Jamás pensé que algún día estaría al borde de perder mi hogar, mi familia. Todo empezó, como siempre, una mañana cualquiera. El sol brillaba, una brisa fresca entraba por la ventana y me preparaba para ir a trabajar con mi cansancio habitual. Pero ni en mis peores pesadillas habría imaginado que, en tan solo unas horas, mi vida daría un vuelco total.
Andrey y yo vivimos juntos durante varios años. Cuando nos conocimos, pensé que era el tipo de amor con el que sueñas toda la vida. Era atento, cariñoso, a veces incluso demasiado romántico. Hacíamos planes, soñábamos con el futuro, hablábamos de dónde queríamos vivir, qué tipo de hijos queríamos tener y cómo pasaríamos nuestra vejez. Todo parecía tan claro y sencillo. Pero con los años, la rutina y la costumbre fueron apagando poco a poco la chispa que una vez encendió nuestros corazones.
Los últimos meses han sido especialmente difíciles. Pequeñas irritaciones se convirtieron en discusiones y palabras no dichas en resentimientos. Intentamos ocultarlo, mantener las apariencias como si no viéramos las grietas, pero crecían día a día. A veces sentía que ya no reconocía a ese hombre con quien compartía cama y cocina. Y a veces, que él mismo no me reconocía a mí.

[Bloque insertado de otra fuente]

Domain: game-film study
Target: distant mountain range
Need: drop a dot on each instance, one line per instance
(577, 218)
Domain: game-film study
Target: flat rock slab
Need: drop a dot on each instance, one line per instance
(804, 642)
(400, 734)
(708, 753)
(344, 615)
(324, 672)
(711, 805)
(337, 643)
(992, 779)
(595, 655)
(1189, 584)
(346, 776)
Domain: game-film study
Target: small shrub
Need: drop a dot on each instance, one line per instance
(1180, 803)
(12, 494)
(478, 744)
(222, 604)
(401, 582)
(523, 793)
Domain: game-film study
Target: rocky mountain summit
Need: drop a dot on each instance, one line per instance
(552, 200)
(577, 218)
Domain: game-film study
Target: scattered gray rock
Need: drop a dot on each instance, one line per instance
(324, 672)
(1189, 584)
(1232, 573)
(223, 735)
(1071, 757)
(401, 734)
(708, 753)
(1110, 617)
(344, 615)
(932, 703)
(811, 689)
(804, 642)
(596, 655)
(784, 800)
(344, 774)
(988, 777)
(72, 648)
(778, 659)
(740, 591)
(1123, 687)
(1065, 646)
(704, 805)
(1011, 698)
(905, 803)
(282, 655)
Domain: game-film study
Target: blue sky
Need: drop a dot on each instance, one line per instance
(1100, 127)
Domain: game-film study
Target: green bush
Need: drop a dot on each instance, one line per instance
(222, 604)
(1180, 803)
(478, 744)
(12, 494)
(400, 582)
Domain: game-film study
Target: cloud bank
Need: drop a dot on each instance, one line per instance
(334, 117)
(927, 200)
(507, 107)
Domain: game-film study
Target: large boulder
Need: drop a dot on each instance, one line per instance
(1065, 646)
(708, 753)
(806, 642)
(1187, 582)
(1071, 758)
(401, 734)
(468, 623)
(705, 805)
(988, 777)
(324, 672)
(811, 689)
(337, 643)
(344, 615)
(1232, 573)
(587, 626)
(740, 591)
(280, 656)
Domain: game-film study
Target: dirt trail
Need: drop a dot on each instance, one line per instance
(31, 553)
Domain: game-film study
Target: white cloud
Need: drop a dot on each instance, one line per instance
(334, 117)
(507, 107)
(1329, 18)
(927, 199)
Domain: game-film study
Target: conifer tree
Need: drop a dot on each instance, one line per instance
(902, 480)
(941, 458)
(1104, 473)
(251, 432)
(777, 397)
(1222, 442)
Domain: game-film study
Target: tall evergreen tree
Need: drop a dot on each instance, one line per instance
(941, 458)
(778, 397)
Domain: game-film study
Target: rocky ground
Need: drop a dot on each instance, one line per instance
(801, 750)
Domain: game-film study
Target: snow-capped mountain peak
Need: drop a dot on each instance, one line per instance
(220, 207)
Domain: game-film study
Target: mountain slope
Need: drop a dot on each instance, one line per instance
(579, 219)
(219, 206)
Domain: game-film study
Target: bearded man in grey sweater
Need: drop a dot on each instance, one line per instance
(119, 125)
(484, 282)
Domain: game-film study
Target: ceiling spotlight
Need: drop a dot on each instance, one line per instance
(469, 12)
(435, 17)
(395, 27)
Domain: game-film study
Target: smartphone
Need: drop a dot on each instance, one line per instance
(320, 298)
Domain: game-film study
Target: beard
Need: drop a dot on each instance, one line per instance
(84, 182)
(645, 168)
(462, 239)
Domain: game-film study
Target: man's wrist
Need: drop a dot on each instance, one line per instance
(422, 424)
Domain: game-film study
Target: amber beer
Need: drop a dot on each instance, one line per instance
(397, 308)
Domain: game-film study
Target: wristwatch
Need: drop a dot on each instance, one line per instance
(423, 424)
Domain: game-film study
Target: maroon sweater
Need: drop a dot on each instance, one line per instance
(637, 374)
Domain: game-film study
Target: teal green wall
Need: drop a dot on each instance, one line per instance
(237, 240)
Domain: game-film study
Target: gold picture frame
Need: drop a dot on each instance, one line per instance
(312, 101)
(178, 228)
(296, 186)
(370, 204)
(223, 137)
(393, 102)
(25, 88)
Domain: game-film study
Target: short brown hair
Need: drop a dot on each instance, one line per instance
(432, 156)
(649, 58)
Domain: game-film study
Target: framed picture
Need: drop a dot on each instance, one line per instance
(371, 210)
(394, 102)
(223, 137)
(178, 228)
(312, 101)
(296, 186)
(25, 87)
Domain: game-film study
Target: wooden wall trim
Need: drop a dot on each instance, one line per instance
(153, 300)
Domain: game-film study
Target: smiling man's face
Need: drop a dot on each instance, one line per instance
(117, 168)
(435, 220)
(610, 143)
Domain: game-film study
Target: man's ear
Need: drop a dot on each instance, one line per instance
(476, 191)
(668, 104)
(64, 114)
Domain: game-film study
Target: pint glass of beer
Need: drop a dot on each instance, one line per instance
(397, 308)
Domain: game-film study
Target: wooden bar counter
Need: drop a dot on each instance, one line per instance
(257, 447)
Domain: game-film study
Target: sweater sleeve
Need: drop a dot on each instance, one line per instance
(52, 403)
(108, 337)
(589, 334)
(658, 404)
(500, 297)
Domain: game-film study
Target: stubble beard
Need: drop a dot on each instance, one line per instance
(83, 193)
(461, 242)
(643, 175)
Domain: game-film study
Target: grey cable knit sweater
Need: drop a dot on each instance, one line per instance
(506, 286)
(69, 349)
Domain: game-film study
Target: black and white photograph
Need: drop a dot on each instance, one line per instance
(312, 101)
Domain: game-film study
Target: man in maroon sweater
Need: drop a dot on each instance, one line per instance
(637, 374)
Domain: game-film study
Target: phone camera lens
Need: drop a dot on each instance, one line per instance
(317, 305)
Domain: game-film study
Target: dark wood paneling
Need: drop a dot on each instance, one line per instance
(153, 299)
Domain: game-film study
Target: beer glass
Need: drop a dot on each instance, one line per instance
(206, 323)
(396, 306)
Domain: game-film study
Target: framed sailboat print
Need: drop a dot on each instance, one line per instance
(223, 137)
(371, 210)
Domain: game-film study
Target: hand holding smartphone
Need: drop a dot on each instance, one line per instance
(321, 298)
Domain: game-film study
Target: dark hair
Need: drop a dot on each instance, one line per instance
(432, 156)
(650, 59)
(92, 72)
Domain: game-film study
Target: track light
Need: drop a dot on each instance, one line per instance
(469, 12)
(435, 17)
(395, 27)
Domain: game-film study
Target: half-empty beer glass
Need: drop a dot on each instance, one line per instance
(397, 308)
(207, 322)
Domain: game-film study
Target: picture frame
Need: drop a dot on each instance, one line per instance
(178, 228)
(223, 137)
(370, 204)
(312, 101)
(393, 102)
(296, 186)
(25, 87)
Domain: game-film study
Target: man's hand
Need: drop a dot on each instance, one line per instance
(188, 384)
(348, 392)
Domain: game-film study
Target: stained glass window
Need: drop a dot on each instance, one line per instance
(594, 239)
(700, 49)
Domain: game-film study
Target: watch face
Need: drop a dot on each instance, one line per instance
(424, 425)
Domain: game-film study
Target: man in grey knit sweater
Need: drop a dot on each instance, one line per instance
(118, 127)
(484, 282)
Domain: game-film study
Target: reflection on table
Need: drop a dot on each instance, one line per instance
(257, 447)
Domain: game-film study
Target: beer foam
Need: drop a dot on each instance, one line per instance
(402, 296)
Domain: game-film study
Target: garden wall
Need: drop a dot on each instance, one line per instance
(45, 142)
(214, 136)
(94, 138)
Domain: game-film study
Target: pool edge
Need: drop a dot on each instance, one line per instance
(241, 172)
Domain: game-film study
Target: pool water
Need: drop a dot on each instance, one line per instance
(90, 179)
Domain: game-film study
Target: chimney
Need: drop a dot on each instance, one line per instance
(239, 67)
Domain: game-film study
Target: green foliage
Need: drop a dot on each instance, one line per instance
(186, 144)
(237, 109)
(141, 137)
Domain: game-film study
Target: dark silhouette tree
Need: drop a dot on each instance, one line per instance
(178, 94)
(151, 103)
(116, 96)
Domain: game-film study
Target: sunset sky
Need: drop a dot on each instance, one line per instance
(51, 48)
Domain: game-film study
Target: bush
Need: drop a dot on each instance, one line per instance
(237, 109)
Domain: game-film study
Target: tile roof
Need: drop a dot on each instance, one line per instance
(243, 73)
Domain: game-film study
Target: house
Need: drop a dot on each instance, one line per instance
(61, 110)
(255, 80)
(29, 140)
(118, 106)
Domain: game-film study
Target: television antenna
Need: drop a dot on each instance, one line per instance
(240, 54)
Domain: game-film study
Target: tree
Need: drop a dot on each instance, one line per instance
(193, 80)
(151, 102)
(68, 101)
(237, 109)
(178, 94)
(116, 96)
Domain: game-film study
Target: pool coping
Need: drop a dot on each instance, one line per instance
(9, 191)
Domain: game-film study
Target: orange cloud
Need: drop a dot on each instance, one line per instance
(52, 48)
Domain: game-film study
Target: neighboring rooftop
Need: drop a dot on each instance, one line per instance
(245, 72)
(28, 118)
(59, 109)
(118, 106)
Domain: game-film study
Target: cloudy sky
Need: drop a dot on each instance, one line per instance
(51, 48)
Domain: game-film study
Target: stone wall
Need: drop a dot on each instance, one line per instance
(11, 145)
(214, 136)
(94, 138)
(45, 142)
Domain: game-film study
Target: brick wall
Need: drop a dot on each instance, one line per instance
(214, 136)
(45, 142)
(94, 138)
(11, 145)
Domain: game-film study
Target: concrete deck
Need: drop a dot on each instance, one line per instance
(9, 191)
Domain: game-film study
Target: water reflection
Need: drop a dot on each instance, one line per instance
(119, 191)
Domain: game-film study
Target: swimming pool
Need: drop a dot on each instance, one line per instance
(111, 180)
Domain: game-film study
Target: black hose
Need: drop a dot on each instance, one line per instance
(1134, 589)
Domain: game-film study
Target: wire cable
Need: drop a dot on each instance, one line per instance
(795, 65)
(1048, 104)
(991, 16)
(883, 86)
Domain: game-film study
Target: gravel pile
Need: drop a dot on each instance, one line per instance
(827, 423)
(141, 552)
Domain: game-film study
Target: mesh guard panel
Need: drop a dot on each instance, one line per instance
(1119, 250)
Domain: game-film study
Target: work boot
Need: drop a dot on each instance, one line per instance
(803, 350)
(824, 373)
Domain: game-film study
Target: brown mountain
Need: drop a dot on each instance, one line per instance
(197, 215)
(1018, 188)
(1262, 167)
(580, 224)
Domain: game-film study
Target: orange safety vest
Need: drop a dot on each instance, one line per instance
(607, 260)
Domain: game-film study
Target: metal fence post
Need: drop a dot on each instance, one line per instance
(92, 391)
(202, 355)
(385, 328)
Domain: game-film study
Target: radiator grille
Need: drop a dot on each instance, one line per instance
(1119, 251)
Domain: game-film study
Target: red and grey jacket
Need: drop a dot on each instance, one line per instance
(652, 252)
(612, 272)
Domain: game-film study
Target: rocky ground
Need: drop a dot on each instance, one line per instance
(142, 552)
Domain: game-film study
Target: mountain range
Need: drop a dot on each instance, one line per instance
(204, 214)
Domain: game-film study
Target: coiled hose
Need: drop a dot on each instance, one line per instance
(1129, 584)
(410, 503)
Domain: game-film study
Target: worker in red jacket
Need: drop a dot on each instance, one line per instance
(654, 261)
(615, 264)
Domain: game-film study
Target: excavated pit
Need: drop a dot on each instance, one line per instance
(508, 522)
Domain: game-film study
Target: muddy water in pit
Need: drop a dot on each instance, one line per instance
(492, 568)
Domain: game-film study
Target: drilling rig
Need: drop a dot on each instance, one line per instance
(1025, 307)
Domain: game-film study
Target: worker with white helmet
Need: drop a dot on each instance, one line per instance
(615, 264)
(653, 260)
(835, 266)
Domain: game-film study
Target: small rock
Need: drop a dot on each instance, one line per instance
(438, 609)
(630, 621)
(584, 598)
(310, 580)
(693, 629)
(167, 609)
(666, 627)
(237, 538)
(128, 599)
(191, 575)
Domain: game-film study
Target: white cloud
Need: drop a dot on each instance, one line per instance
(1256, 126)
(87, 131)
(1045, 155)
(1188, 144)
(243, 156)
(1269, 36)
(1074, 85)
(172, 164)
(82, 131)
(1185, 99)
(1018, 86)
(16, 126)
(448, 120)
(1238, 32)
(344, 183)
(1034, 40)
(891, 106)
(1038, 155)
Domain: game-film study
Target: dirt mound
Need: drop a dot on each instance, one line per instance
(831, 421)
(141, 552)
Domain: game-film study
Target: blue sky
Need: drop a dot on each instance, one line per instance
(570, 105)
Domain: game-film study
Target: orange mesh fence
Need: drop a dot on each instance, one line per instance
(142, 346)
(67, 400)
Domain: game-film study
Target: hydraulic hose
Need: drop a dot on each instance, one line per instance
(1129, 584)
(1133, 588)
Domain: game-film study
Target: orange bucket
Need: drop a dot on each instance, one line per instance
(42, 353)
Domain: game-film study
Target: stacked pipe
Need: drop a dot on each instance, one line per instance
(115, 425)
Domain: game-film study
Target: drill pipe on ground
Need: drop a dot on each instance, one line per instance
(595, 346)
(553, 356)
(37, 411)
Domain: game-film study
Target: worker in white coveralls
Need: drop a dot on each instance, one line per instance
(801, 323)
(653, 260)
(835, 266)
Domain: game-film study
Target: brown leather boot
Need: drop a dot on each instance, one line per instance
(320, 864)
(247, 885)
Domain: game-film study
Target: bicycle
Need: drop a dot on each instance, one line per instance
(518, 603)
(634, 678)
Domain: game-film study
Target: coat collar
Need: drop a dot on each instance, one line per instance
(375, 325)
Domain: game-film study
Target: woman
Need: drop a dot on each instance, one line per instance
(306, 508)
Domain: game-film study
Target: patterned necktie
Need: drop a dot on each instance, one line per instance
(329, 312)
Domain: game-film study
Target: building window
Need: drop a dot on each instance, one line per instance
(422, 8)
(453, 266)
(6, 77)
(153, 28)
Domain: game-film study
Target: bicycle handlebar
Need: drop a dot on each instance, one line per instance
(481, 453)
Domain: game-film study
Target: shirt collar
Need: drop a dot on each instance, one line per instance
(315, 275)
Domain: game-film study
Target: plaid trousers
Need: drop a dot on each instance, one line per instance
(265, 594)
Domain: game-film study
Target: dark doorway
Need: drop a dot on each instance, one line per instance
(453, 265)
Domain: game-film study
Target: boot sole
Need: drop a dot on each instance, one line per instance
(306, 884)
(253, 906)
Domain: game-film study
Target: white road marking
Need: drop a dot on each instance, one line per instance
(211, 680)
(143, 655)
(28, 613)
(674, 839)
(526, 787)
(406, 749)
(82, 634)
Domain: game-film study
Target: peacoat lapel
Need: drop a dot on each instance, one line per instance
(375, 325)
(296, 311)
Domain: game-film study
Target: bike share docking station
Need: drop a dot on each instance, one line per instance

Pero nada me había preparado para lo que vi hoy. Al volver del trabajo un poco antes de lo habitual, caminaba por el pasillo, lista para descansar por fin, cuando de repente noté un silencio extraño en el apartamento. Normalmente, los sonidos familiares de la casa llenaban el ambiente: el tintineo de las ollas, música suave, Andrey hablando por teléfono y, a veces, la risa o los gruñidos de mi suegra. Hoy, sin embargo, reinaba el silencio. Un silencio sepulcral.
Al acercarme a la puerta de la cocina, se me heló la sangre. Allí estaban Andrey y su madre, ambos con maletas. Sus rostros se iluminaron con una expresión extraña, casi burlona, y en los ojos de mi suegra vi ese brillo gélido que nunca presagia nada bueno.
—¿Qué está pasando aquí? —pregunté con dificultad, intentando no temblar, aunque por dentro todo se revolvía. Las palabras escaparon de mis labios en un susurro apenas audible, pero aun así transmitieron toda mi confusión, mi conmoción y mi dolor.